Another Protestant Pastor is arrested for proselytism
Tashkent (AsiaNews/F18) – Pastor Salavat Serikbaev was arrested in Mayan, a city in Karakalpakstan, on April 18th, accused of “incitement to religious hatred”, “running an illegal religious organisation” and “distributing materials promoting religious extremism”. Released the following day, Forum 18 agency refers that in 1999 Salauat Serikbayev spent 4 months in prison and that recently he and his family have received numerous threats. Following a January raid on a private home in Nukus in north-western Uzbekistan where 18 Protestants had gathered, one of those present, Serikbayev has been accused of illegally teaching religion. The opening of the trial was set for April 24th. Grigory Ten, the owner of the dwelling was sentenced to pay a fine of 496 dollars on April 9th, a sum that is greater than the average annual wage in Uzbekistan.
The new charges laid against Serikbayev are the same as those with which the Pastor Dmitry Shestakov was sentenced on 9 March to four years' imprisonment in an open work camp. He was found “guilty” of celebrating religious functions in the Pentecostal Full Gospel Church and of being in possession of religious reading materials. Meanwhile in Andjian 3 members of his group risk finding themselves on trial for having participated in church services.

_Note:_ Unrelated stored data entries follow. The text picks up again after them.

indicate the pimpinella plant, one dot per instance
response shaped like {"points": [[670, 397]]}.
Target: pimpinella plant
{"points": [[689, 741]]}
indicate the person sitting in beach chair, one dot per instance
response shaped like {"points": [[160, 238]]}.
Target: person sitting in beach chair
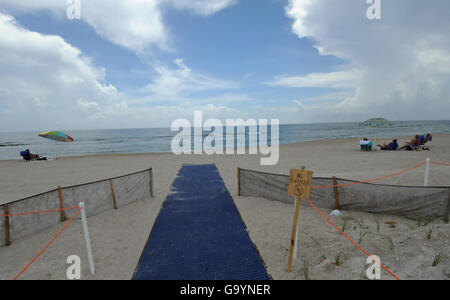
{"points": [[28, 156], [392, 146], [365, 145], [425, 139], [412, 145]]}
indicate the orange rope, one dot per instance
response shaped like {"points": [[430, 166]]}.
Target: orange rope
{"points": [[371, 180], [353, 242], [48, 245], [39, 212], [439, 163]]}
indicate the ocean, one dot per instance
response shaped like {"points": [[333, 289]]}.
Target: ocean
{"points": [[88, 142]]}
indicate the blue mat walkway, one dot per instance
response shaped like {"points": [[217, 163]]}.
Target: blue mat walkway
{"points": [[199, 234]]}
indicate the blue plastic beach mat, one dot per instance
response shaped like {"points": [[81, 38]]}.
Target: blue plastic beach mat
{"points": [[199, 234]]}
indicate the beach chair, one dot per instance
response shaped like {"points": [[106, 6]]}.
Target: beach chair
{"points": [[366, 147], [26, 155]]}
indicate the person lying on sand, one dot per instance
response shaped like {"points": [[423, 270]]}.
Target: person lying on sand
{"points": [[28, 155], [415, 142], [392, 146], [425, 138]]}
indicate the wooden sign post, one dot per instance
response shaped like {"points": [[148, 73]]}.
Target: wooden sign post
{"points": [[300, 187]]}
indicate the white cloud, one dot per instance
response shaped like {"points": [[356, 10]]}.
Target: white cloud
{"points": [[44, 80], [47, 83], [134, 24], [338, 80], [202, 7], [170, 84], [398, 66]]}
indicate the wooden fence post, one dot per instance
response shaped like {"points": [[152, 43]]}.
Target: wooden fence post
{"points": [[239, 181], [151, 183], [7, 226], [61, 204], [113, 194], [336, 193]]}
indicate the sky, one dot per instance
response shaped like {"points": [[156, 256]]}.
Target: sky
{"points": [[145, 63]]}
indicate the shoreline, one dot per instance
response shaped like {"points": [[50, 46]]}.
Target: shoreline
{"points": [[118, 236], [321, 141]]}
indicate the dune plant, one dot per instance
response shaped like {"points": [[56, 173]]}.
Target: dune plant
{"points": [[305, 268], [429, 232], [377, 220], [362, 235], [436, 260], [344, 226], [338, 260]]}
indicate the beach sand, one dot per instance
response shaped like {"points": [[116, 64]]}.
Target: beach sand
{"points": [[119, 236]]}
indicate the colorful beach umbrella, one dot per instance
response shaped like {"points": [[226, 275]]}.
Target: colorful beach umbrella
{"points": [[56, 136]]}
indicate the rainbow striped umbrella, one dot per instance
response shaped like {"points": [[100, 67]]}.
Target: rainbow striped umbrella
{"points": [[56, 136]]}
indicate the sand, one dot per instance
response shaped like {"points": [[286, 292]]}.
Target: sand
{"points": [[118, 237]]}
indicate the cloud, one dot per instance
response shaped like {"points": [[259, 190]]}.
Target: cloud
{"points": [[170, 84], [398, 66], [46, 83], [45, 80], [338, 80], [202, 7], [134, 24]]}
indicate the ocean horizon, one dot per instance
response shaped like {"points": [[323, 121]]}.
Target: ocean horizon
{"points": [[155, 140]]}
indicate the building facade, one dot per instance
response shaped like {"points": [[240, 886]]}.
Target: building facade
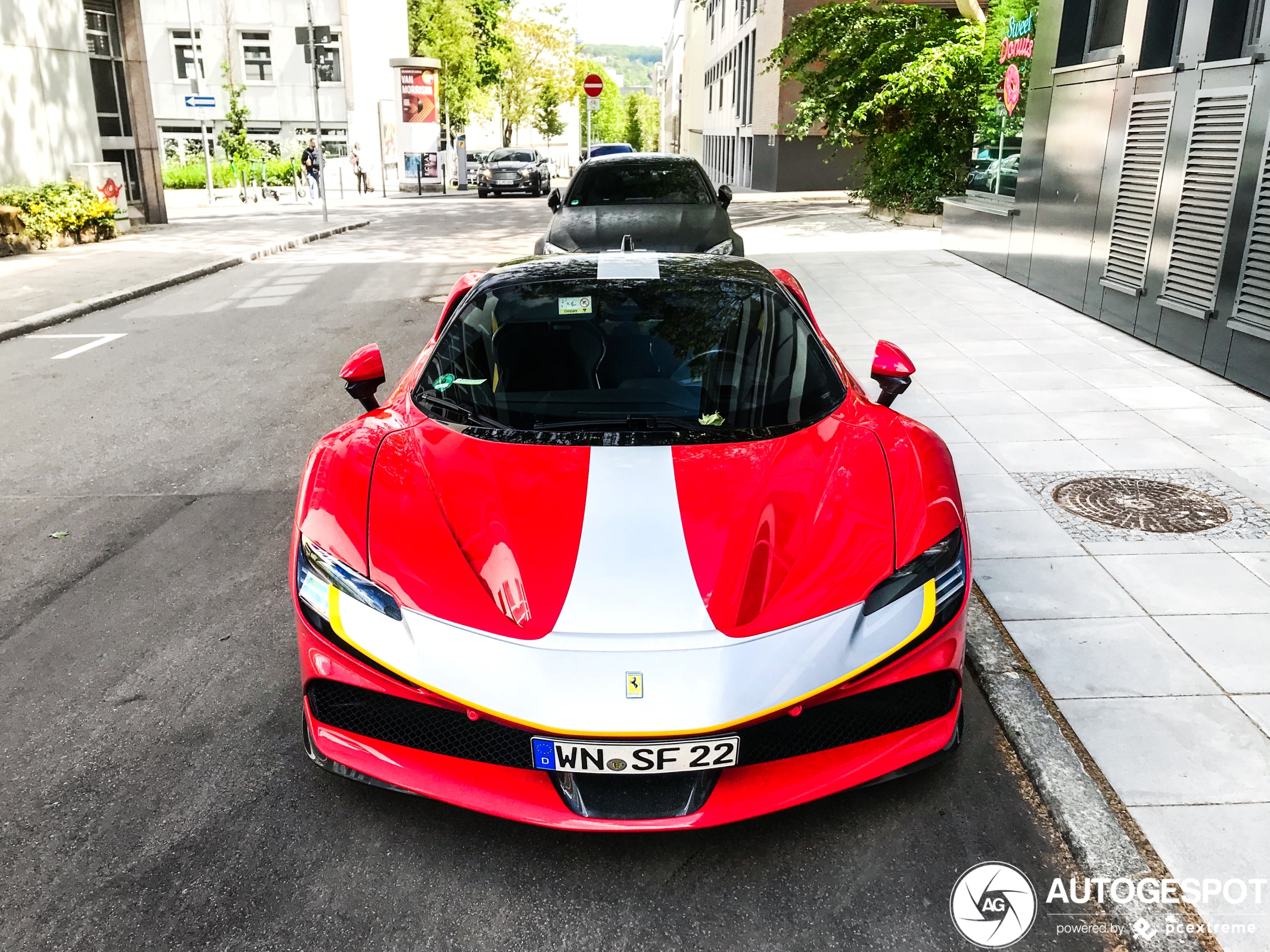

Forum 18 refers that the daughter of a protestant pastor was kidnapped by unknown assailants and then released. The family had received threats, hostile visits from neighbours and had been submitted to aggressions and suspect that the mullah of the local Mosque may be behind them, as a result of his anger over conversions conducted by the pastor.
Foreign Ngo’s are also under pressure, accused of carrying out “religious proselytism”. On April 17th the Uzbek Minister for Justice told the Russian Tass that activists from Friendship and Hope International (who has been carrying out humanitarian work there since 1995) received written warning to cease all “missionary activities”, under the threat of sanctions. For charges to transform themselves into a sentence, the declaration of a person claiming to have witnessed an act of proselytism is sufficient.